Pace incerta e fame alle porte
Etiopia – Eritrea: continua la tensione
Due anni di guerra tra Eritrea ed Etiopia (1998-2000), per una incomprensibile questione di confine, ha provocato la morte di oltre 80 mila soldati, centinaia di migliaia di espulsioni e conseguenze economiche che hanno aggravato la povertà delle popolazioni dei due paesi.
Dopo il trattato di Algeri (maggio 2000) le armi tacciono, separate da una forza di intermediazione Onu di 4.200 caschi blu, e la soluzione della contesa è stata affidata al Tribunale arbitrale dell’Aia, che nel 2003 ha tracciato i nuovi confini tra i due paesi in maniera «definitiva e irrevocabile: Balme, la località simbolo, è stata assegnata all’Eritrea; i confini devono essere resi certi e verificabili con pilastri in cemento.

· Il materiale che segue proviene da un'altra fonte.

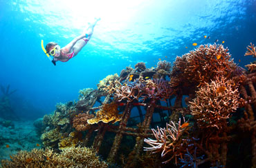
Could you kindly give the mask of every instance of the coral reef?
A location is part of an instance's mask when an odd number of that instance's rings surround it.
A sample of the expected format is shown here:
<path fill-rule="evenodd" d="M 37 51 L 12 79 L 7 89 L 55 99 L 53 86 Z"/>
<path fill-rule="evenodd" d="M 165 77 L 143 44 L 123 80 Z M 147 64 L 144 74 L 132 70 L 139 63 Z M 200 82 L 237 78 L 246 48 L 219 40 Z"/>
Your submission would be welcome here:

Ma l’Etiopia continua a non riconoscere tale decisione, ritenuta troppo sbilanciata a favore di Asmara, e finora si è opposta all’erezione di pietre militari. L’Eritrea si rifiuta di rimettere nuovamente in discussione la decisione e ha deciso di colpire con una serie di restrizioni la missione Onu, incaricata di presidiare la zona cuscinetto che divide i due paesi.
Mentre il capo missione Onu in Etiopia ed Eritrea (Unmee) e i paesi garanti del trattato di Algeri continuano a lanciare appelli ai governi di Asmara e Addis Abeba, affinché accettino senza riserve la demarcazione, la tensione tra i due paesi continua a crescere: lo stato di allerta permanente e i movimenti di truppe da ambo le parti degli ultimi mesi rischiano di sfociare nella ripresa delle ostilità.
La situazione di tensione e ambiguità, intanto, viene usata dai leaders dei due paesi per giustificare i loro comportamenti autoritari. In Eritrea, il presidente Afwerki imprigiona semplici cittadini e giornalisti che osano criticare il suo potere e l’arruolamento forzato di giovanissimi per prestare servizio militare nell’esercito, composto da 300 mila soldati. In Etiopia, il primo ministro Zenawi continua a governare con la repressione.
Nelle elezioni del maggio 2005 gruppi di opposizione hanno ottenuto un successo sorprendente, mettendo a repentaglio l’egemonia del partito di Zenawi. Alle manifestazioni di protesta per presunti brogli elettorali il governo ha risposto con violenza, lasciando sul terreno 36 morti, arrestando migliaia di oppositori, chiudendo giornali indipendenti, imprigionando editori e giornalisti, deportando esponenti delle associazioni per i diritti umani.
Da quando l’Onu ha mandato il contingente di pace a dividere i contendenti, la comunità internazionale sembra si sia dimenticata del problema dei confini con l’Etiopia. In cinque anni nessuna autorità si è occupata di fare pressione su Addis Abeba perché dia piena esecuzione agli accordi di Algeri. Eppure, a detta di vari osservatori politici, una soluzione ci sarebbe, poiché la questione dei confini è solo strumentale: l’Etiopia vuole uno sbocco sul Mar Rosso. Tale aspirazione può essere concretizzata in maniera incruenta mediante la garanzia internazionale, l’unica capace di riportare i due paesi in un clima di pace e collaborazione.
Intanto sull’Etiopia (e su tutto il Coo d’Africa) si abbatte un’altra piaga ciclica: siccità, carestia e fame. Nelle regioni meridionali del paese, ai confini con il Kenya, fiumi e pozzi sono quasi secchi e i pascoli stanno sparendo: si vedono carcasse di animali sul bordo delle strade.
Già in situazioni di «normalità» nella Somali Region l’acqua costituisce un problema cronico. Ora si è aggravato enormemente, perché la stagione delle piogge tra ottobre e novembre è stata particolarmente scarsa. A soffrie maggiormente sono i bambini, che vengono portati ai centri sanitari in stato di estrema debolezza a causa della malnutrizione e disidratazione.
Il governo di Addis Abeba ha ordinato di fare dei sopralluoghi per verificare il livello di gravità della situazione ed eventualmente dichiarare lo «stato di emergenza»; in questo caso dovrebbero arrivare aiuti dal governo centrale. Ma non è chiaro quando saranno prese tali misure di soccorso e in che cosa consisteranno. Tali aiuti dipendono, soprattutto, dalla solidarietà internazionale, che non sempre arriva con quella tempestività e generosità richieste dalla gravità della situazione. B. B.